До этой минуты в его присутствии никто и не заикался о том, что Гудрун беременна, но Мартин, слава богу, не слепой. Гудрун сильно раздалась в талии, стала неповоротливой, а Карен в последние месяцы все вязала маленькие белые кофточки и ползунки. В общем, если взрослые думали, что Мартин ничего не соображает, то они сильно ошибались. Мальчишки на улице очень часто болтали обо всяких таких вещах, но Карен по-прежнему считала сына невинным младенцем. Карен и Якоб не торопились его просвещать, и Мартин делал вид, будто принял слова матери за чистую монету. Ему неловко было сказать, что он уже давно не верит в сказку об аистах и капусте.
Вся семья отправилась в гости к Гудрун поглядеть на новорожденного. Он был весь спеленут, наружу торчали только маленькие ручонки. От него пахло парным молоком, и был он такой тщедушный, что боязно было даже погладить его по щеке. Мартину предложили взять племянника на руки, но он не решился.
А Карен сразу стала нянчить внука.
– Ах, ты! – приговаривала она. – Такой крохотный, беспомощный, но какой красавчик!
Лаус по-прежнему не подавал о себе вестей.
– Странно это все-таки, правда? – говорила Карен мужу.
Дни шли. Мартин вытянулся и окреп.
– Ну и растешь ты, сынок, – говорила Карен. – Гляди, какой верзила вымахал!
Ночью Мартин иногда просыпался от боли во всем теле, такой сильной, точно его пытали.
– Не беда, – говорила мать, когда он ее будил. – Это ты растешь.
В классе Мартин самый рослый и самый сильный. Не многие из его одноклассников решаются ввязываться с ним в драку, а осилить его не удается почти никому. Он скор на всякие выдумки. Товарищи считают его заводилой. «Мартин лодырь», – негодуют учителя, и они правы. Мартина наказывают чаще других, но толку мало, скорее наоборот. Мартин уродился упрямцем, должно быть, в отца, потому-то он так легко вспыхивает. Там, где другие благоразумно отступают, он лезет напролом. Не исключено, что в один прекрасный день он свернет себе шею.

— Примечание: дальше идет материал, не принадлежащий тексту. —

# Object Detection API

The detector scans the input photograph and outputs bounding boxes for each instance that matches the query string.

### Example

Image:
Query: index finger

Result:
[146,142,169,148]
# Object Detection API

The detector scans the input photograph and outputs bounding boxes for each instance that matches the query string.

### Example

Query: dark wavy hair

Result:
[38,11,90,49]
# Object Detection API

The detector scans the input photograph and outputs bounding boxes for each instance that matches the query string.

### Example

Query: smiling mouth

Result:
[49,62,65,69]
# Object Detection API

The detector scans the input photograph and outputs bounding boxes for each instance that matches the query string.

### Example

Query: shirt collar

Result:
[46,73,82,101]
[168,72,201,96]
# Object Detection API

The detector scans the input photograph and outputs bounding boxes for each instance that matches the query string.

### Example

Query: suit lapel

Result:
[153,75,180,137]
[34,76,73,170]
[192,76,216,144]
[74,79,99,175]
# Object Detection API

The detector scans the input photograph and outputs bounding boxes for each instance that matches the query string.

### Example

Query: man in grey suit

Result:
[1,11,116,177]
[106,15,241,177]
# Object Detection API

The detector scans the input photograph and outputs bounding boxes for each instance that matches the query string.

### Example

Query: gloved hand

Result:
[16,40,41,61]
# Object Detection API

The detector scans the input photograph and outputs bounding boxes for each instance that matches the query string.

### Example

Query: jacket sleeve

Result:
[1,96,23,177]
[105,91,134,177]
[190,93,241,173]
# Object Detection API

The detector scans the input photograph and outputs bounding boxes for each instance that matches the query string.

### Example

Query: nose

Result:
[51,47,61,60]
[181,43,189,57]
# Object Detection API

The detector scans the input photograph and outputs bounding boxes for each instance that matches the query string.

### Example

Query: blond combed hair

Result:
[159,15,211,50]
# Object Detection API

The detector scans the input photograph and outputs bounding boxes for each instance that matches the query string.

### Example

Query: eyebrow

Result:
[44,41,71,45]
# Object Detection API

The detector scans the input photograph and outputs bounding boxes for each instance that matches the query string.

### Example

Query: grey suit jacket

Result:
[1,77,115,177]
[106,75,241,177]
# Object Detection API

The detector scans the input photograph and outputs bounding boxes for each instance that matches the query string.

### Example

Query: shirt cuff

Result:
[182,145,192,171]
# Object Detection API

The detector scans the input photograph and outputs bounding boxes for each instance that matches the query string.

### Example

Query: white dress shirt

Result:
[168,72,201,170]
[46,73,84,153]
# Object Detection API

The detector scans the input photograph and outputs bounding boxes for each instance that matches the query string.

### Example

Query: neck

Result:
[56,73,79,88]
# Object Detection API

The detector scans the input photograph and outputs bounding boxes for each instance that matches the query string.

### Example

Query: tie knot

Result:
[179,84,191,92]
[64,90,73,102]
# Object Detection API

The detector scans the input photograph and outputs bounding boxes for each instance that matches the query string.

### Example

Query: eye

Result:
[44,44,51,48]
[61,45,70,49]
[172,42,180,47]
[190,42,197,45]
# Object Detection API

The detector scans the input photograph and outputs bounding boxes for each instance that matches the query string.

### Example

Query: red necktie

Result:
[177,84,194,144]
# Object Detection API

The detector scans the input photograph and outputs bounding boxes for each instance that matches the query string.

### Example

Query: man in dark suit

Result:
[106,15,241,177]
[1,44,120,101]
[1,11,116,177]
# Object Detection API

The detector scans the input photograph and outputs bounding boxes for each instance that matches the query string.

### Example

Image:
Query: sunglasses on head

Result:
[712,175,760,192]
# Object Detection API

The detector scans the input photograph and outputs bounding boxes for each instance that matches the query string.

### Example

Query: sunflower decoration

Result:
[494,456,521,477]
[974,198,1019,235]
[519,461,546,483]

Якоб часто читает Мартину нравоучения.
– Старайся быть прилежным, – говорит он. – Теперь в ученье берут только тех, у кого есть аттестат зрелости. Такие теперь порядки. А без аттестата на всю жизнь останешься рассыльным. Никто тебя в грош не будет ставить, будешь перебиваться случайными заработками, придется хватать любую работу. Еще поторчишь с шапкой в руке у фабричных ворот или в порту. Никогда не будешь знать, получишь ли работу, а получишь – не будешь знать, надолго ли. Не сладкая эта жизнь. А станешь выказывать недовольство – на твое место найдут сотни других желающих. Поэтому лучше подтянись сейчас!
Мартин все это и сам прекрасно знает, ему это говорили сотни раз, но впереди времени много – успеется.
– Зато если у тебя есть специальность, – говорит Якоб, – чуть что не по тебе – собрал свои пожитки и пошел работать в другое место.
Но Мартину этого мало. Что из того, что он сможет перейти с работы на работу. Он хочет, чтобы его уважали, и хочет зарабатывать много денег. Он хочет ездить по разным странам и строить мосты. Он хочет лечить людей. Он хочет управлять громадными машинами. Командовать армиями. Создавать для людей справедливые законы.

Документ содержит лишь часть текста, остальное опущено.